Tribunal Administratif de Toulouse — Décision N° TA31-2202374

vendredi 15 décembre 2023

JuridictionTribunal Administratif de Toulouse
SectionTribunal Administratif de Toulouse
N° DossierTA31-2202374
TypeDécision
RecoursExcès de pouvoir
PublicationC+
Formation6ème Chambre
Avocat requérantJARRE

Texte intégral

Vu la procédure suivante :

Par une requête enregistrée le 26 avril 2022, la société civile d'exploitation agricole (SCEA) de Beauvoisin, représentée par Me Jarre, demande au tribunal :

1°) d'annuler les décisions du 13 décembre 2021 du préfet de l'Aveyron en tant qu'elles ne réparent pas l'intégralité des préjudices subis à la suite de deux attaques de loup, ainsi que la décision implicite rejetant son recours gracieux formé contre ces décisions ;

2°) de condamner l'Etat à lui verser les sommes de 33 990 euros hors taxes, à parfaire, au titre de son préjudice économique, et de 1 500 euros au titre de son préjudice moral ;

3°) de mettre à la charge de l'Etat le versement d'une somme de 2 500 euros au titre de l'article L. 761-1 du code de justice administrative.

Elle soutient que :

- la procédure suivie est irrégulière, faute de saisine du groupe de travail départemental de recours à la suite de son désaccord sur l'offre d'indemnisation qui lui a été faite le 13 décembre 2021 ;

- la décision rejetant son recours gracieux est illégale dès lors qu'elle n'est pas motivée ;

- la responsabilité pour faute de l'Etat est engagée en raison de l'illégalité de la décision lui ordonnant le repli des brebis en bergerie ;

- la responsabilité sans faute de l'Etat du fait des lois peut être engagée, dès lors que les lois et règlements relatifs à la protection du loup lui causent un préjudice dont ils n'ont pas entendu exclure toute indemnisation ;

- la responsabilité de l'Etat peut être engagée à titre subsidiaire à raison du risque qu'il fait peser sur les éleveurs dont les bêtes évoluent dans des zones en présence de loups ;

- elle justifie d'un préjudice direct et certain, spécial et anormalement grave.
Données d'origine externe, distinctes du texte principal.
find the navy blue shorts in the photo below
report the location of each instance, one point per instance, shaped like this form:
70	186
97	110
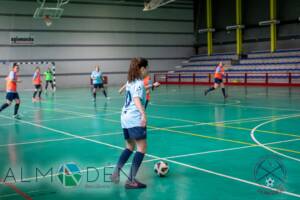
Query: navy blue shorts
135	133
218	81
10	96
38	87
100	85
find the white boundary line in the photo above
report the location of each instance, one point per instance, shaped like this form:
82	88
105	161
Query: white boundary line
168	160
252	134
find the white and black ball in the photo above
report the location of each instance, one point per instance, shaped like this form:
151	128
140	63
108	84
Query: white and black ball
161	168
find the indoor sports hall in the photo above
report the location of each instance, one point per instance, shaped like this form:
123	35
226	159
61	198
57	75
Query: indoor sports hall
223	120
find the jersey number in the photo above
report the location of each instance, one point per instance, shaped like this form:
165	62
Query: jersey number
128	99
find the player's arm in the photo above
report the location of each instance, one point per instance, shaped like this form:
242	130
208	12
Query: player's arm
154	85
34	76
140	107
122	89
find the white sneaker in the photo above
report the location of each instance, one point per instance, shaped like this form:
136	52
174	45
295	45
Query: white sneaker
17	116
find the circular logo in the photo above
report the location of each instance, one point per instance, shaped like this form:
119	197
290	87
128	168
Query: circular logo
69	175
271	172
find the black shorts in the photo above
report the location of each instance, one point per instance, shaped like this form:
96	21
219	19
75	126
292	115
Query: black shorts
10	96
100	85
218	81
38	87
135	133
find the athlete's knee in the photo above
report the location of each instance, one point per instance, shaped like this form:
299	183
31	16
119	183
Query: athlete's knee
130	145
142	147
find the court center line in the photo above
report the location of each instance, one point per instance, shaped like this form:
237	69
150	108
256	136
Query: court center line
189	121
167	160
252	134
95	135
188	133
260	131
171	157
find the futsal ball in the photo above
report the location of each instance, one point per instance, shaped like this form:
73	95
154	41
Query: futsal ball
161	168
Par un mémoire enregistré le 11 octobre 2022, la préfète de l'Aveyron conclut au rejet de la requête.

Elle fait valoir qu'aucun des moyens de la requête n'est fondé.
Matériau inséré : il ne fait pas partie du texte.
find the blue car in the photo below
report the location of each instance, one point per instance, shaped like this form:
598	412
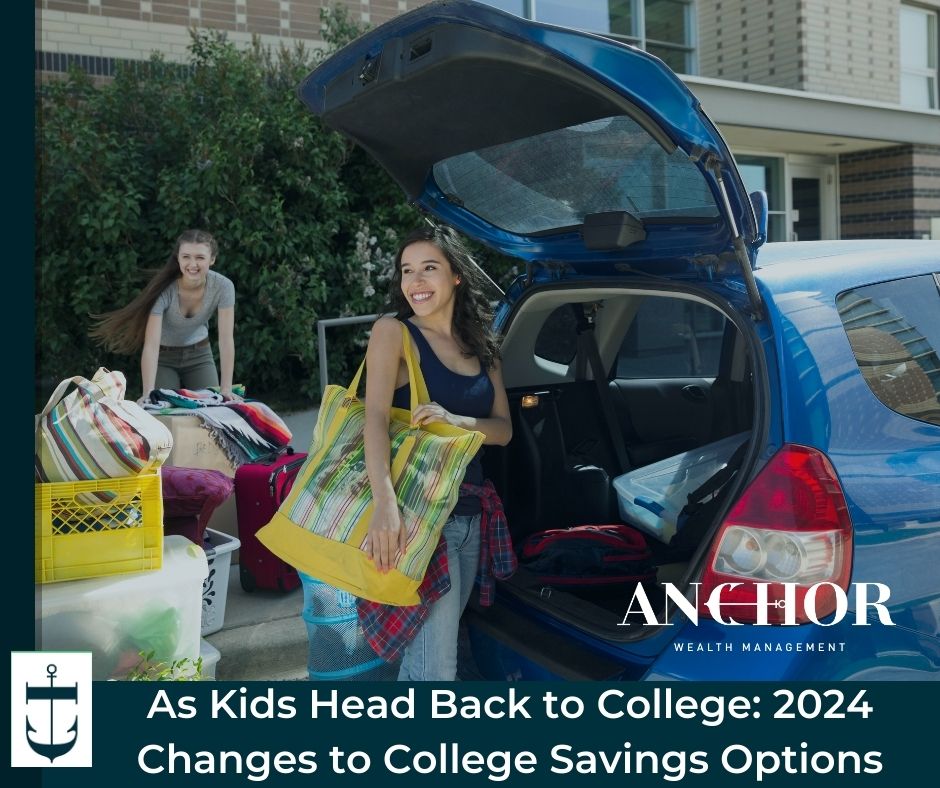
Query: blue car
765	414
Par une ordonnance du 12 janvier 2023, la clôture de l'instruction a été fixée au 24 février suivant.

Par un courrier du 23 novembre 2023, les parties ont été informées, en application de l'article R. 611-7 du code de justice administrative, de ce que le tribunal était susceptible de relever d'office l'irrecevabilité des conclusions indemnitaires tendant à la condamnation de l'Etat pour faute, dès lors que le recours gracieux daté du 22 décembre 2021 n'a pas eu pour effet de lier le contentieux concernant cette cause juridique.

Vu les autres pièces du dossier.

Vu :

- le code de l'environnement ;

- le décret n° 2019-722 du 9 juillet 2019 ;

- l'arrêté du 23 avril 2007 fixant la liste des mammifères terrestres protégés sur l'ensemble du territoire et les modalités de leur protection ;

- l'arrêté interministériel du 9 juillet 2019 pris pour l'application du décret n° 2019-722 du 9 juillet 2019 relatif à l'indemnisation des dommages causés aux troupeaux domestiques par le loup, l'ours et le lynx ;

- le code de justice administrative.

Les parties ont été régulièrement averties du jour de l'audience.
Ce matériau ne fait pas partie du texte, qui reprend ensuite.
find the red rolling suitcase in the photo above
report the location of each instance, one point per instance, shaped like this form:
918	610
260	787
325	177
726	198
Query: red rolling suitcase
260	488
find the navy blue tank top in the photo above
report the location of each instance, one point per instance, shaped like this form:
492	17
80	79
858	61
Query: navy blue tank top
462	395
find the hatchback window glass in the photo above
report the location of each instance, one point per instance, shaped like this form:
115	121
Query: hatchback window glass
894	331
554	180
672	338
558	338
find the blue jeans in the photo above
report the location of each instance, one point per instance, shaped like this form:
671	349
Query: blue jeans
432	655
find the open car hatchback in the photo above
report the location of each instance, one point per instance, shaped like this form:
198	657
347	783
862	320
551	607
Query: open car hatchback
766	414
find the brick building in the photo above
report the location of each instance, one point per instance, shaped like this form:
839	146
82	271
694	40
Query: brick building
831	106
Ont été entendus au cours de l'audience publique :

- le rapport de M. Frindel ;

- les conclusions de M. Leymarie, rapporteur public ;

- et les observations de M. A, représentant le préfet de l'Aveyron.

Considérant ce qui suit :

1. La société civile d'exploitation agricole (SCEA) de Beauvoisin, dont le siège social est situé à Nant (Aveyron), exerce une activité d'élevage ovin et possède un troupeau d'environ mille brebis. Les 24 et 28 novembre 2021, ses animaux ont subi deux prédations, pour lesquelles la responsabilité du loup n'a pu être écartée. Insatisfaite du montant des offres d'indemnisation qui lui ont été faites le 13 décembre 2021 par les services de l'Etat, elle a formé un recours gracieux le 22 décembre 2021, reçu le 27 suivant, qui a été implicitement rejeté. Par la présente requête, elle demande au tribunal d'annuler ces décisions et de condamner l'Etat à lui verser les sommes de 33 990 euros au titre de son préjudice économique, et de 1 500 euros au titre de son préjudice moral.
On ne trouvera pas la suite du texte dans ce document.